911 is best call to make if heart attack strikes

Victims treated by paramedics obtain life-saving treatment faster than hospital walk-ins, data shows.

If you live in Los Angeles, Ventura, Orange or San Diego county and think you are having a heart attack, call 911 rather than have a friend or family member drive you to the hospital. It could mean the difference between life and death.

That's the conclusion of a UCLA professor who reviewed data from counties around the nation -- including four in Southern California -- that have implemented a new approach to handling heart attack patients.

By outfitting ambulances with devices that allow paramedics to more quickly diagnose serious heart attacks and call ahead to hospitals equipped to perform a specialized procedure, the protocol has sharply reduced the time it takes for patients to receive life-saving treatment, officials said.

Currently, only about half of all heart attack victims arrive at hospitals by ambulance.

When patients walk into emergency rooms on their own, long waits can delay diagnosis and treatment, health officials say. In October, Christopher Jones, 33, collapsed and died after waiting more than three hours at Olive View-UCLA Medical Center in Sylmar complaining of severe chest pain. Jones never received an electrocardiogram.

"Had that patient called 911, he would have been identified by the paramedics" as having a heart attack, said Dr. Ivan C. Rokos, the emergency medicine physician and assistant clinical professor at the David Geffen School of Medicine at UCLA who reviewed data on the new approach.

"Fortunately for 911 [callers], paramedics take care of one patient at a time," Rokos said. "If you go into an emergency room, the triage nurse is overloaded."

Even 15 minutes of delay in treating a heart attack increases the risk of death, he noted, and causes more damage to the heart.
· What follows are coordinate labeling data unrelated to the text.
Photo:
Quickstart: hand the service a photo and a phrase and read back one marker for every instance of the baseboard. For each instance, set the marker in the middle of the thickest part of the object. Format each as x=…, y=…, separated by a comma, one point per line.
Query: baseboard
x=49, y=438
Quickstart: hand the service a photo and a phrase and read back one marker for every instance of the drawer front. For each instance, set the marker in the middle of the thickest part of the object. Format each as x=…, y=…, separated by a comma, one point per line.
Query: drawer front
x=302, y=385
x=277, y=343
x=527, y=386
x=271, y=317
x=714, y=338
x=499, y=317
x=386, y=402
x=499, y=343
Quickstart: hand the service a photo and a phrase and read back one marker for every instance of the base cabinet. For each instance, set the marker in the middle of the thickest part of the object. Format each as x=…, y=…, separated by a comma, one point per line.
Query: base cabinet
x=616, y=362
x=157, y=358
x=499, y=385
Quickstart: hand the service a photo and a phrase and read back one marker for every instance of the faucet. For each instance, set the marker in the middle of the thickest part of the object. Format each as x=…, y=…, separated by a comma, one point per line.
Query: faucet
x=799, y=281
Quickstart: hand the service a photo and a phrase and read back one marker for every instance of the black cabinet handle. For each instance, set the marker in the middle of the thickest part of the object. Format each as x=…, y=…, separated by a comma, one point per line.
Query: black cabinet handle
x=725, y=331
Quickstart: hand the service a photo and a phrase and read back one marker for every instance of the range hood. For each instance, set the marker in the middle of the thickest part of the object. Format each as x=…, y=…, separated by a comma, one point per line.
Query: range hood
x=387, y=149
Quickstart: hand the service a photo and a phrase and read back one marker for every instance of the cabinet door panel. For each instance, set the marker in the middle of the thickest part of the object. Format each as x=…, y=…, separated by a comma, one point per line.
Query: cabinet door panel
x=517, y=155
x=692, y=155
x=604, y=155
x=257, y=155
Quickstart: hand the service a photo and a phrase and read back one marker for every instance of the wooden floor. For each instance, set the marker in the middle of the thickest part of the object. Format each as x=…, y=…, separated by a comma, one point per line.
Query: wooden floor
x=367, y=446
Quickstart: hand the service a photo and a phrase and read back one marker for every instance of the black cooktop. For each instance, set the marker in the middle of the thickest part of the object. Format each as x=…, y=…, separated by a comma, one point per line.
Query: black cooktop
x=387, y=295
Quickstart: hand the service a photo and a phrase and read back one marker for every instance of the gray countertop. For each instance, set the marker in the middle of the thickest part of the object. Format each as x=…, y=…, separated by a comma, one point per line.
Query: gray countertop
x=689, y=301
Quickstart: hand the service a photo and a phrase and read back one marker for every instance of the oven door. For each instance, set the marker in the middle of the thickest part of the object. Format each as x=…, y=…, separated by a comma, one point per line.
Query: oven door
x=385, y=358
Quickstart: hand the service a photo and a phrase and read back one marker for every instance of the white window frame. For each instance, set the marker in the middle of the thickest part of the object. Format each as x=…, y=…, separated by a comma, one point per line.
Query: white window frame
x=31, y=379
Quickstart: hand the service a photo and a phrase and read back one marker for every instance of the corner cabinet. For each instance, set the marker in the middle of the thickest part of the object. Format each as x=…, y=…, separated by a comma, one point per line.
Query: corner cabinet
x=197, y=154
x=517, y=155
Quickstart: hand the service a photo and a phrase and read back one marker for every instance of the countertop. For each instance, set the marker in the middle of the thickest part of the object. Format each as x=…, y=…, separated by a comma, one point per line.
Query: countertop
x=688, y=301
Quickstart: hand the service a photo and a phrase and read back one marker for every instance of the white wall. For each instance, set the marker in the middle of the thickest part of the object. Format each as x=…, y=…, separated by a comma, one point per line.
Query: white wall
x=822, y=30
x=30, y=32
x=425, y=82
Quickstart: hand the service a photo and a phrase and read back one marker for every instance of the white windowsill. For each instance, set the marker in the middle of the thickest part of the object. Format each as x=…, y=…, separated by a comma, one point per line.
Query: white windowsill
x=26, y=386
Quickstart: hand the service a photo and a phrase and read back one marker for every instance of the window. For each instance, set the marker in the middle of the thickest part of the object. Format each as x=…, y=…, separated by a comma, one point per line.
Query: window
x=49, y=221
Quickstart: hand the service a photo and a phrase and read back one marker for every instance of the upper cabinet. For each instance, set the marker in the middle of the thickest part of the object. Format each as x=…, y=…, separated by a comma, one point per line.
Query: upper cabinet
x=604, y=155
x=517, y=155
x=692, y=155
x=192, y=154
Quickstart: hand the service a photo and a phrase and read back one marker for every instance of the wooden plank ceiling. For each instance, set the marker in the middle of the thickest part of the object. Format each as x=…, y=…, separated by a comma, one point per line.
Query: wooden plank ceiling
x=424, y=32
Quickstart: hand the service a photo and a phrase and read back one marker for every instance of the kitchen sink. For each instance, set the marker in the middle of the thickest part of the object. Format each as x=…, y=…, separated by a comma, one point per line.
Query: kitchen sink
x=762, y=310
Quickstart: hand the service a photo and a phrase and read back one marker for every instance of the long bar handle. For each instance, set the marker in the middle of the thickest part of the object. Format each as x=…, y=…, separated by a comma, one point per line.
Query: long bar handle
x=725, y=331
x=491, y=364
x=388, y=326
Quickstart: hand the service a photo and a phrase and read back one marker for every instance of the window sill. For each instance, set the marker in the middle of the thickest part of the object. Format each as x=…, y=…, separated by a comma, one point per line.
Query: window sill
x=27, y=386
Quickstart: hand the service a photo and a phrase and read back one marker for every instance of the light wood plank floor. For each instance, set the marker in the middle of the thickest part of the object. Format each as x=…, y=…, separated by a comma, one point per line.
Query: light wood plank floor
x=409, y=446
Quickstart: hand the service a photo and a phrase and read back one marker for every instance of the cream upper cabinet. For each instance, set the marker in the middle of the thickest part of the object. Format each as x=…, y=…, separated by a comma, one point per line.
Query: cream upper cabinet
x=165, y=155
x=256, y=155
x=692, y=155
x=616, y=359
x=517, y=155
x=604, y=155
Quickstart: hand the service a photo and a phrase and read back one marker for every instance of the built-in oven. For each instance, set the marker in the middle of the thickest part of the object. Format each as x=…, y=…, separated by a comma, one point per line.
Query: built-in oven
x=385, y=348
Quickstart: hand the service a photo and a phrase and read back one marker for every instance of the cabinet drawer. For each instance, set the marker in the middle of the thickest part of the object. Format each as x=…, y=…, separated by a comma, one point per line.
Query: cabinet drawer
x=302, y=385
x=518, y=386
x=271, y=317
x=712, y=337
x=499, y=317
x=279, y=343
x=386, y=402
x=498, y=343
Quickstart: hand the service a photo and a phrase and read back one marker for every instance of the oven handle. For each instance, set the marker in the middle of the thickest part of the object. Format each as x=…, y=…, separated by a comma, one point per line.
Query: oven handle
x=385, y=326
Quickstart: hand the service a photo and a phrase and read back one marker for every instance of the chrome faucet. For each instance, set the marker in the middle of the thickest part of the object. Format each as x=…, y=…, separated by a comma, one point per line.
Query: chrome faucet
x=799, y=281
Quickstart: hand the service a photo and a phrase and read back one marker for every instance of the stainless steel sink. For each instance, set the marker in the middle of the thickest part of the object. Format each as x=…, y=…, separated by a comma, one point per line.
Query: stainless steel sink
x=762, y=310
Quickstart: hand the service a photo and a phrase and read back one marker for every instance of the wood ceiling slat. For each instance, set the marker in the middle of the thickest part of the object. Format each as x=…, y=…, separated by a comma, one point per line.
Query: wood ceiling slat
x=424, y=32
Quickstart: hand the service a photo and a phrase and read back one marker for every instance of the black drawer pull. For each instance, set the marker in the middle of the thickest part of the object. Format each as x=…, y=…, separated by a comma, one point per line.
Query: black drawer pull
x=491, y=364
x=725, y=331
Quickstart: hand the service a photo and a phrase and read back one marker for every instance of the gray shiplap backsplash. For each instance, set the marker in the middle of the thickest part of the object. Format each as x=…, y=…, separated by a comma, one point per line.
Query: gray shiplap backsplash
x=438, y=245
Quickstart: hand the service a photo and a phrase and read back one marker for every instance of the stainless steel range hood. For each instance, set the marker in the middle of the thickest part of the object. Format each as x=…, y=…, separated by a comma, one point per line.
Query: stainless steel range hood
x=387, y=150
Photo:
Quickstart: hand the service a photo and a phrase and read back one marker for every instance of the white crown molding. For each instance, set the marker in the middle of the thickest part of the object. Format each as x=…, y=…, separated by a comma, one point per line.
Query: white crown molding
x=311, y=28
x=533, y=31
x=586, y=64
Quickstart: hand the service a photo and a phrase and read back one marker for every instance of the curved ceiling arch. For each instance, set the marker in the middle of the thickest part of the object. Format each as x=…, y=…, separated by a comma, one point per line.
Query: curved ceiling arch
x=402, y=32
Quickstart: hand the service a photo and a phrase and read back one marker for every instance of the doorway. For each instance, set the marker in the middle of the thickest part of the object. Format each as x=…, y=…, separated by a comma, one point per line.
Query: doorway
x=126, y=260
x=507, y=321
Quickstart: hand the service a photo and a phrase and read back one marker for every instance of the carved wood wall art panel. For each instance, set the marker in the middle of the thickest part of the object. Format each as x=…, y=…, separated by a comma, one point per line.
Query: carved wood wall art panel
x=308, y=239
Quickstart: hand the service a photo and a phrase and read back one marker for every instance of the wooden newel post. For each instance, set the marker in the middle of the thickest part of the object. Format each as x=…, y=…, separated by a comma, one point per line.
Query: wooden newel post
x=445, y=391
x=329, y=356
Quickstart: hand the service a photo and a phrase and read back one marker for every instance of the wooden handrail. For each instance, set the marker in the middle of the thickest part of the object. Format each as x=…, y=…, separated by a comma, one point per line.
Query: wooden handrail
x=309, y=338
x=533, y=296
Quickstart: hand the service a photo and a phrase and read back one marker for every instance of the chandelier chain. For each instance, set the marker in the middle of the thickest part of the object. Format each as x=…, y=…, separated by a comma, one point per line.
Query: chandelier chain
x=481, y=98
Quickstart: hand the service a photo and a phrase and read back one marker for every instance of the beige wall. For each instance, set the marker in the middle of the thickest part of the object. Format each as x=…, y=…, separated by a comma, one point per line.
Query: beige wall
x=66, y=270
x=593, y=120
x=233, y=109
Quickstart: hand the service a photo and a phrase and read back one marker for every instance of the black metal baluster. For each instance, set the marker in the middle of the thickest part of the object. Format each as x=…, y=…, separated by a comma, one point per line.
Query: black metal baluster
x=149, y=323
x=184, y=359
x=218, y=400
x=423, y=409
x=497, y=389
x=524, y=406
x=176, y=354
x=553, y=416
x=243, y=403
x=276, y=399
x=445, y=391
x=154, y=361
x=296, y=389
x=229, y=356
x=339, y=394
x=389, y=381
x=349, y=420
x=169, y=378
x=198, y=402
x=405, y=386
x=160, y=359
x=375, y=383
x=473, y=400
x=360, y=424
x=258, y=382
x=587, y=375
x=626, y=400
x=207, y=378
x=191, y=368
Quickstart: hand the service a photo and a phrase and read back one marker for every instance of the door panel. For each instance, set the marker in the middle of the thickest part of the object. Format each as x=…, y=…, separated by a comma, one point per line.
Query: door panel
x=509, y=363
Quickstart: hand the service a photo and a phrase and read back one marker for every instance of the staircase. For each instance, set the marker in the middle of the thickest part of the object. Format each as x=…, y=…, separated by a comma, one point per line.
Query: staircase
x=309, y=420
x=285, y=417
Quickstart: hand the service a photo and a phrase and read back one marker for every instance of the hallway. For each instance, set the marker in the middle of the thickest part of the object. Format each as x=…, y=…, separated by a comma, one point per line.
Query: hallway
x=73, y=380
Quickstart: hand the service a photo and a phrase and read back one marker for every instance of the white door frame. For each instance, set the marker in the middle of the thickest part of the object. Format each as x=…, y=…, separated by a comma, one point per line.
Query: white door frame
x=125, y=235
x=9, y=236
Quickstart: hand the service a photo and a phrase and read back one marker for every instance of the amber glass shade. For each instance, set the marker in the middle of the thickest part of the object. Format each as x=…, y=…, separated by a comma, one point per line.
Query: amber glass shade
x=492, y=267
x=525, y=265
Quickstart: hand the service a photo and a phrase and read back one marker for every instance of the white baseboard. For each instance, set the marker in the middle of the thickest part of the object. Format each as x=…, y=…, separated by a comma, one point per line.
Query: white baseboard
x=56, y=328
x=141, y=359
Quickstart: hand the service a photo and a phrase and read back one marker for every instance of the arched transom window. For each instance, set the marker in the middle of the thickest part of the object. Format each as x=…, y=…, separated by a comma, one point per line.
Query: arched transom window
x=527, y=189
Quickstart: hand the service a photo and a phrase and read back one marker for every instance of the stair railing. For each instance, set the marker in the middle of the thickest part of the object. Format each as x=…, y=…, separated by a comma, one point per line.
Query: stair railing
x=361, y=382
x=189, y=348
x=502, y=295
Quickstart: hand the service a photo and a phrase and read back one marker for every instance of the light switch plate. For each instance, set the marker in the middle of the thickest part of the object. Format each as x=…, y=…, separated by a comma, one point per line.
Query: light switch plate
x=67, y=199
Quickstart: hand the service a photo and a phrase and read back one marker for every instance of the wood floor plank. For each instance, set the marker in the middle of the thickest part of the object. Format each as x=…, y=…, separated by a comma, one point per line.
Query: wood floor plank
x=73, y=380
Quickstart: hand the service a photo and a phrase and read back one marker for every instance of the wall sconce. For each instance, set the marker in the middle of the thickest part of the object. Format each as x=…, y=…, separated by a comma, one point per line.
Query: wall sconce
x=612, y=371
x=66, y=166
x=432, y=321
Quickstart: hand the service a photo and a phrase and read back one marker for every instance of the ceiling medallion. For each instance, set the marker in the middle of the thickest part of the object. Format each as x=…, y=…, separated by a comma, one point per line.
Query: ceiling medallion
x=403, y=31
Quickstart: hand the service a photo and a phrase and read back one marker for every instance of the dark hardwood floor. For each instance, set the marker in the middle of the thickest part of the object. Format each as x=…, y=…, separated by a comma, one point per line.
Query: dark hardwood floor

Ninety percent of heart attack patients who called 911 in Los Angeles County had necessary procedures performed within 90 minutes of arriving at the hospital -- the highest rate of the counties studied -- according to data Rokos will present Sunday to the American College of Cardiology in Chicago.

Before the county instituted the protocol in December 2006, fewer than 50% were treated within 90 minutes.

Other Southern California counties recorded similar improvements, with Orange and Ventura counties reporting that 85% of patients now receive treatment within 90 minutes and San Diego reporting a rate of 86%.